Oleh Prof DR KH Haedar Nashir, M.Si. (Ketua Umum PP Muhammadiyah)
Umat Islam baik di dunia muslim pada level global maupun di ranah nasional Indonesia tidaklah satu golongan, mazhab, dan aliran. Kenyataan ini tidak terbantah sebagai realitas sejarah yang akarnya bahkan dimulai pada pasca Nabi Muhammad wafat dalam peristiwa pemilihan pimpinan atau khalifah yang dikenal dengan Tsaqifah Bani Saidah.
Kemudian mencuat secara lebih terbuka pada pasca kekhalifahan Ali bin Abi Thalib dalam perselisihan politik panjang dengan Umayyah. Lahirlah Khawarij dan berbagai paham, aliran, dan golongan dalam sejarah Islam klasik hingga berkesinambungan sampai saat ini.

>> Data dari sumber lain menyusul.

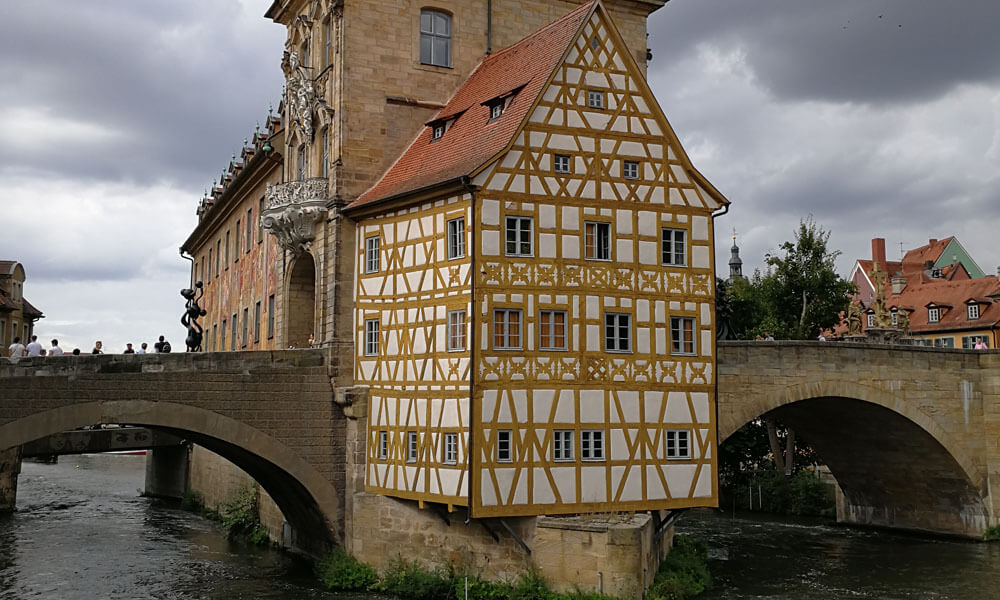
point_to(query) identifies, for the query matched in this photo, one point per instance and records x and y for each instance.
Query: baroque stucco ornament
(291, 211)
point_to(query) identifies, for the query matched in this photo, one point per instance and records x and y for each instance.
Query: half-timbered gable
(589, 283)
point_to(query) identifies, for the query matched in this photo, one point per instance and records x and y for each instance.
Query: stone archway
(307, 499)
(300, 303)
(896, 466)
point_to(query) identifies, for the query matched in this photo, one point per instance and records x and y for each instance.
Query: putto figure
(190, 317)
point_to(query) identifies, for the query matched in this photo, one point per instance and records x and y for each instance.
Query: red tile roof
(471, 142)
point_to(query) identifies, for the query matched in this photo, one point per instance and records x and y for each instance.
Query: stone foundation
(616, 554)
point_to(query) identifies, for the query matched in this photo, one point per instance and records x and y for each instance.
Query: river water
(83, 532)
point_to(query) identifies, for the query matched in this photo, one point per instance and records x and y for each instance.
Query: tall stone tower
(363, 77)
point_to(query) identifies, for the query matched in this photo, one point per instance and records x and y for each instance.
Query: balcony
(291, 211)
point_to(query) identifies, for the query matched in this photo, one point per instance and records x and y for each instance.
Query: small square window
(595, 99)
(450, 448)
(678, 443)
(504, 451)
(383, 445)
(371, 337)
(562, 444)
(372, 254)
(592, 444)
(681, 335)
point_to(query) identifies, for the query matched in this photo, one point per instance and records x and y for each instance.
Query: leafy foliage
(799, 293)
(342, 572)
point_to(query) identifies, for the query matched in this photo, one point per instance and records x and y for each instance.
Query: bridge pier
(10, 468)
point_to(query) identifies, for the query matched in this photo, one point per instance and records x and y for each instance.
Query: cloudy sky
(877, 117)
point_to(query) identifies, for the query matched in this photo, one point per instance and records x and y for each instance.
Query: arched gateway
(906, 431)
(270, 413)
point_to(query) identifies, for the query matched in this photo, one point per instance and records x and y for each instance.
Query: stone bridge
(271, 413)
(910, 433)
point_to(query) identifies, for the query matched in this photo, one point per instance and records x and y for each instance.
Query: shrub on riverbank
(684, 573)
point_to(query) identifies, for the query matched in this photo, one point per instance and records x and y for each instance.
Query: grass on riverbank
(684, 574)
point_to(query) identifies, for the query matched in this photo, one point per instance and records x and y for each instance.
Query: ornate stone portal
(291, 211)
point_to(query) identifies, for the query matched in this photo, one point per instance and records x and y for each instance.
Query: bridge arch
(896, 465)
(306, 498)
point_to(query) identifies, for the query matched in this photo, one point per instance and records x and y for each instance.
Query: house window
(969, 341)
(630, 169)
(450, 448)
(456, 330)
(256, 322)
(456, 238)
(681, 335)
(519, 236)
(617, 332)
(673, 247)
(232, 339)
(270, 316)
(504, 453)
(383, 445)
(562, 444)
(592, 444)
(552, 328)
(371, 337)
(326, 152)
(506, 329)
(435, 38)
(371, 254)
(411, 446)
(597, 241)
(678, 443)
(560, 163)
(595, 99)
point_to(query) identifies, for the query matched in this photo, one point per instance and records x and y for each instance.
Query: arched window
(435, 38)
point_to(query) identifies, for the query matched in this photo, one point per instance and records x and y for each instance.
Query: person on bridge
(16, 350)
(33, 348)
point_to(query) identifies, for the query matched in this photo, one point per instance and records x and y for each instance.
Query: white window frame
(506, 314)
(596, 250)
(372, 257)
(505, 445)
(456, 238)
(411, 446)
(450, 449)
(673, 242)
(681, 325)
(371, 337)
(595, 99)
(522, 229)
(456, 330)
(383, 445)
(562, 163)
(677, 444)
(592, 447)
(430, 31)
(614, 324)
(562, 445)
(548, 318)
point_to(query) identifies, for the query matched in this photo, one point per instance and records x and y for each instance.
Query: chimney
(898, 285)
(878, 252)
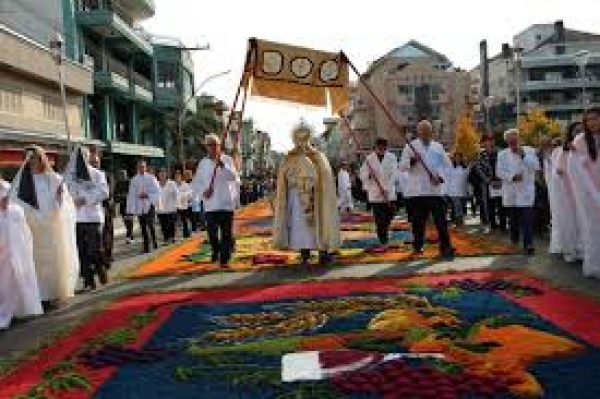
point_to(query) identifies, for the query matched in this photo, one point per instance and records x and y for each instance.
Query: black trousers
(383, 214)
(521, 223)
(90, 250)
(221, 244)
(147, 221)
(422, 207)
(128, 222)
(184, 217)
(167, 225)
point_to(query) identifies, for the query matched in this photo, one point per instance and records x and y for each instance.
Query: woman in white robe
(19, 293)
(50, 214)
(583, 166)
(564, 238)
(346, 203)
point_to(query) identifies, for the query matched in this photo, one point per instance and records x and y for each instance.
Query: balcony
(142, 89)
(110, 25)
(113, 77)
(554, 60)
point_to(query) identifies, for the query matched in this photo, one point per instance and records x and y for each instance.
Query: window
(52, 109)
(167, 75)
(11, 100)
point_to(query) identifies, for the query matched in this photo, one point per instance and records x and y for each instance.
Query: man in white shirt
(216, 182)
(424, 187)
(379, 173)
(516, 167)
(141, 202)
(89, 189)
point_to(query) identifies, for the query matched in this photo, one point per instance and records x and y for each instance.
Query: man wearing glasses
(216, 182)
(379, 173)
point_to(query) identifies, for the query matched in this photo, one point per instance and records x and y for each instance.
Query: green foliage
(450, 293)
(380, 345)
(266, 347)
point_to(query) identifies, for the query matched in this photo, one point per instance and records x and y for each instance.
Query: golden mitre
(302, 134)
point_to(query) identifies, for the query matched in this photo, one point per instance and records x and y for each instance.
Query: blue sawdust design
(576, 377)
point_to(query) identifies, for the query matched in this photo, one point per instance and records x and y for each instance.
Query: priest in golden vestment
(306, 211)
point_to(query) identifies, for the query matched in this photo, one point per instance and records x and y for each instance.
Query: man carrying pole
(378, 174)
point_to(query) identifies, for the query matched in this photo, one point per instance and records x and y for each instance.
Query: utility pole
(57, 46)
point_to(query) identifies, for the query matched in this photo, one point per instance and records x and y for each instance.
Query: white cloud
(364, 30)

Di negeri ini keragaman paham dan golongan sudah diterima sebagai kenyataan dunia umat Islam Indonesia yang satu sama lain secara umum saling menghargai, menghormati, dan bekerjasama.
Keragaman itu kadang atau tidak jarang menimbulkan gesekan dan konflik baik ringan maupun keras sebagai wujud dinamika kehidupan umat Islam yang pada kenyataannya memang tidak lepas dari konflik dan integrasi sebagaimana hukum sosial yang nyata. Lebih-lebih jika menyangkut perjuangan dan kepentingan politik umat Islam, seringkali perbedaan dan keragaman politik itu tajam hingga membelah.

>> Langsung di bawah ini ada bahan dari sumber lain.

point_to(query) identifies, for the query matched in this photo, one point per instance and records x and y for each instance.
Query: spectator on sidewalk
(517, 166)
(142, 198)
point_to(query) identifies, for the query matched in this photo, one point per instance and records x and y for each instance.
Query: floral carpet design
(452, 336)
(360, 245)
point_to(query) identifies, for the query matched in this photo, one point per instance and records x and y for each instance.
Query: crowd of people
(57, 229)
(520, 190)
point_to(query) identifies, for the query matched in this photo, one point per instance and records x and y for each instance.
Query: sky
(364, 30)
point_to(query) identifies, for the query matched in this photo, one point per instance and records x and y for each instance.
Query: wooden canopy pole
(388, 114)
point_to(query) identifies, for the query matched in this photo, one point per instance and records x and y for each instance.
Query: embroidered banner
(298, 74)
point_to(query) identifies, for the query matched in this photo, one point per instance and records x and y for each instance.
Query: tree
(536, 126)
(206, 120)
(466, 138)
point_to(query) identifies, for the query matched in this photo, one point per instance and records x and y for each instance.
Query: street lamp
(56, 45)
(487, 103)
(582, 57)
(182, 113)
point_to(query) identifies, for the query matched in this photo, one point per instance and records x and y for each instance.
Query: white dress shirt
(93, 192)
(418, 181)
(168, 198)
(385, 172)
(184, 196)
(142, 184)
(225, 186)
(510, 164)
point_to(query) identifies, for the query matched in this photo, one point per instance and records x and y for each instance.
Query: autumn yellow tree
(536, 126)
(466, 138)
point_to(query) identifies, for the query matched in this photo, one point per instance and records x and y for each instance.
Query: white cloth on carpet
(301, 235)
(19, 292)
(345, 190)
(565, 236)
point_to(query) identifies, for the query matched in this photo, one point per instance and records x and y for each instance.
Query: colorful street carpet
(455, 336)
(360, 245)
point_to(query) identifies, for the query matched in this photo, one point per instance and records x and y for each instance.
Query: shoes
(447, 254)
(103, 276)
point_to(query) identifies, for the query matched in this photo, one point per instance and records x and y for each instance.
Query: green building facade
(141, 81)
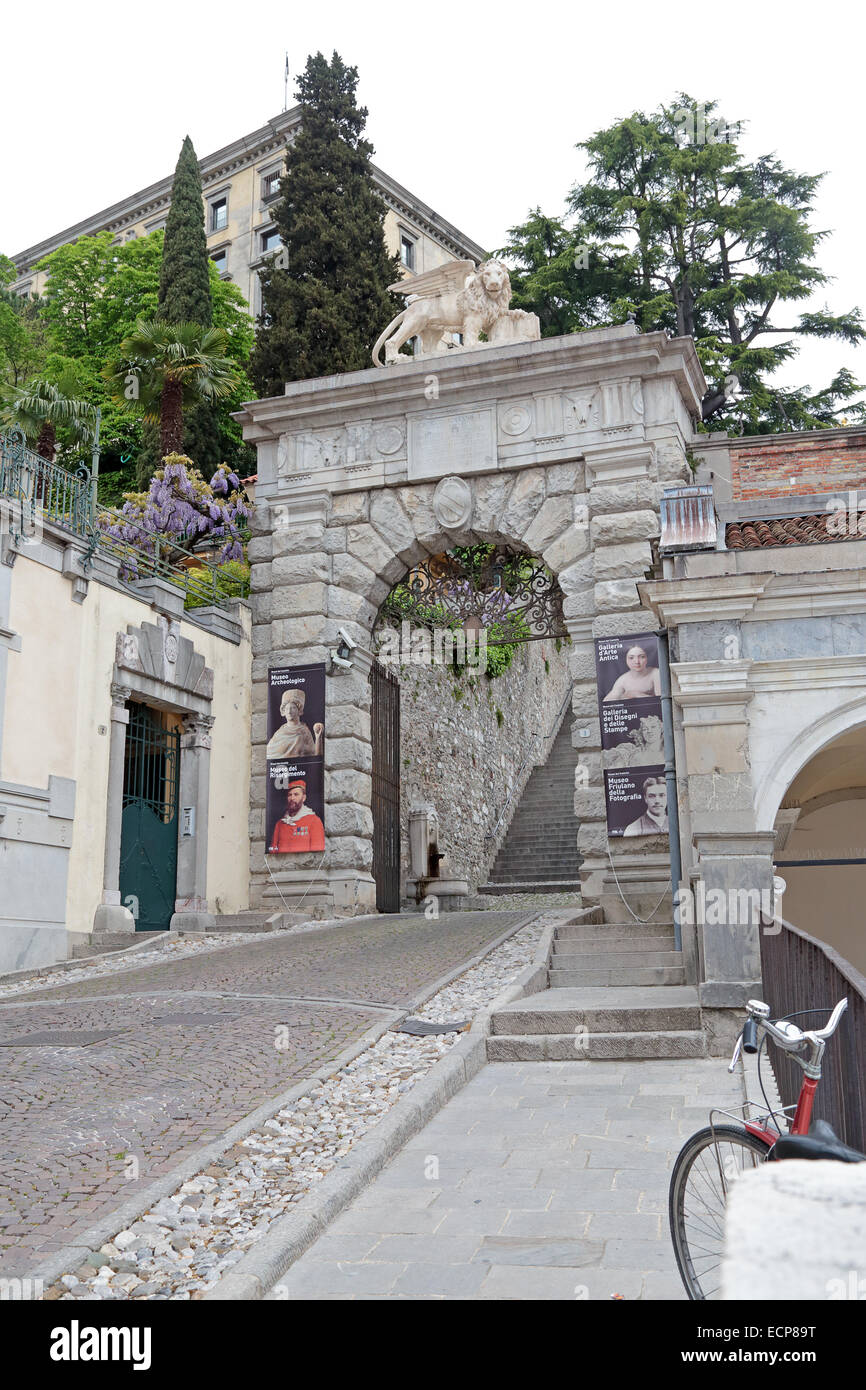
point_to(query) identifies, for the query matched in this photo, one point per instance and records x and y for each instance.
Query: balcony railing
(38, 491)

Karenanya setiap ada pernyataan tokoh atau golongan sebagai mewakili aspirasi dan perjuangan umat Islam harus dikonfirmasi apakah benar-benar mewakili keseluruhan umat Islam atau sebatas klaim yang bersangkutan secara terbatas.

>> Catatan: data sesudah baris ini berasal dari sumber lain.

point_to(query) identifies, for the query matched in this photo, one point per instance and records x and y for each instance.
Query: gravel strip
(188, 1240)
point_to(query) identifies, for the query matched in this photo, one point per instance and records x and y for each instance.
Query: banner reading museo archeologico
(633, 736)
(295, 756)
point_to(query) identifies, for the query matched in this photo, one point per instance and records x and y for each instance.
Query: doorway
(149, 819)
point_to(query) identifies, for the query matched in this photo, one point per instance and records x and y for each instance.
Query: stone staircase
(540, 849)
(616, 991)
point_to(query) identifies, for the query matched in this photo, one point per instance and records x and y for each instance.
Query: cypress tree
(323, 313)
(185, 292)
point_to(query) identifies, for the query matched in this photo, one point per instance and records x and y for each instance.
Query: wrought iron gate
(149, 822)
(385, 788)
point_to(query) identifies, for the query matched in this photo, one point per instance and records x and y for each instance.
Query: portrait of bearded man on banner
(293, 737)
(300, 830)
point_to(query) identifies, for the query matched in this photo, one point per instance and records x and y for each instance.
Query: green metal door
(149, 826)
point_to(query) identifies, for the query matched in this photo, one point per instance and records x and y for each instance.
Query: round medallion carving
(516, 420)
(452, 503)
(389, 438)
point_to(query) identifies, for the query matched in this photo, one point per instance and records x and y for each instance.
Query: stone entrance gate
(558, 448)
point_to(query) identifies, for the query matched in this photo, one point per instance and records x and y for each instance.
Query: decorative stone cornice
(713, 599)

Lain halnya ketika para tokoh dan golongan di tubuh umat Islam bermusyawarah dan sampai pada konsensus tentang aspirasi dan strategi perjuangan yang memang merupakan representasi dari keseluruhan umat Islam atau setidak-tidaknya suara mayoritas umat Islam.
Di sinilah pentingnya keseksamaan agar di satu pihak umat Islam tersus menerus mencari titik temu namun pada saat yang sama saling menghormati dan bertoleransi dalam keragaman sejauh semuanya demi untuk kejayaan Islam dan umat Islam.